Artinya: Dari ‘Abdullah ‘alaihi salam (Muhammad Al-Kulaini) berkata: “Bertaqwalah kalian kepada Allah ‘Azza wa Jalla dalam agama kalian dan lindungilah agama kalian dengan taqiyah, maka sesungguhnya tidaklah mempunyai keimanan orang yang tidak bertaqiyah. Dia juga mengatakan “Siapa yang menyebarkan rahasia berarti ia ragu dan siapa yang mengatakan kepada selain keluarganya berarti kafir.” .[Al-Kafi 2/371,372 & 218].
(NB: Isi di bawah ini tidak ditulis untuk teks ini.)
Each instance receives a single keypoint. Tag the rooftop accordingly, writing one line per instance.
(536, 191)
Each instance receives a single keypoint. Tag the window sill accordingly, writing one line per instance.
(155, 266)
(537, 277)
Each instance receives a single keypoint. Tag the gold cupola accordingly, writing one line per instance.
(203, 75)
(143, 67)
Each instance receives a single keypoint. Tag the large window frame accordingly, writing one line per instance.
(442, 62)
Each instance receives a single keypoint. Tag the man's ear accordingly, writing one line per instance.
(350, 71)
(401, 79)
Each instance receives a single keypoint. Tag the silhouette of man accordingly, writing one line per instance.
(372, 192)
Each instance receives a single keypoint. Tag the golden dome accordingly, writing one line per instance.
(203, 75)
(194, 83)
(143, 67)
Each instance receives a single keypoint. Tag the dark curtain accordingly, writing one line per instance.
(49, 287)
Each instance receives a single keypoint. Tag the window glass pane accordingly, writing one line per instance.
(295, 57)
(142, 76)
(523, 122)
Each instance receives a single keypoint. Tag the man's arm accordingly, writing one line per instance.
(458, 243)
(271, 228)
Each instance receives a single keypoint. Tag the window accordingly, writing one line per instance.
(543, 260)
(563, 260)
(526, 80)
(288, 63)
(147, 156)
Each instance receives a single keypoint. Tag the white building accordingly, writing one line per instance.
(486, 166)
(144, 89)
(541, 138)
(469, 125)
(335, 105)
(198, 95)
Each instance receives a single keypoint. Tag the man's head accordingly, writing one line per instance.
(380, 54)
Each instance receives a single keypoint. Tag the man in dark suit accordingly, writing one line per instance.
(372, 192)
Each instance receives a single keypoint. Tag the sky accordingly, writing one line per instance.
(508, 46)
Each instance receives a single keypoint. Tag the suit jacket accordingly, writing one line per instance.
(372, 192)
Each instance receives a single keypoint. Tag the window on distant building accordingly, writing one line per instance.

Munculnya Amalan-Amalan Kemungkaran Sebagai Realisasi Pandangan Sesat Mereka Terhadap Taqiyyah
1. Pengkafiran kaum muslimin yang tidak melakukan taqiyyah ala Syi’ah Rafidhah
Al Qummi di dalam Al I’tiqadaat ketika menyebutkan tentang kewajiban taqiyyah, mengatakan: “… Barangsiapa meninggalkan (taqiyyah) sebelum munculnya Imam Mahdi maka dia telah keluar dari agama Allah, agama Imamiyyah dan menyelisihi Allah, Rasul serta para imam mereka.”
2. Pembolehan untuk melakukan taqiyyah didalam segala keadaan walaupun dalam keadaan tidak terpaksa
Ath Thusi meriwayatkan –dengan dusta– di dalam Al Amaali hal. 229 dari Ash Shadiq, beliau berkata: “Bukanlah dari golongan kami, seseorang yang tidak menjadikan taqiyyah sebagai syiar dan bajunya walaupun ditengah orang-orang yang dia percayai. Hal itu tetap dia lakukan agar selalu menjadi tabiatnya ketika ditengah orang-orang yang mengancamnya.”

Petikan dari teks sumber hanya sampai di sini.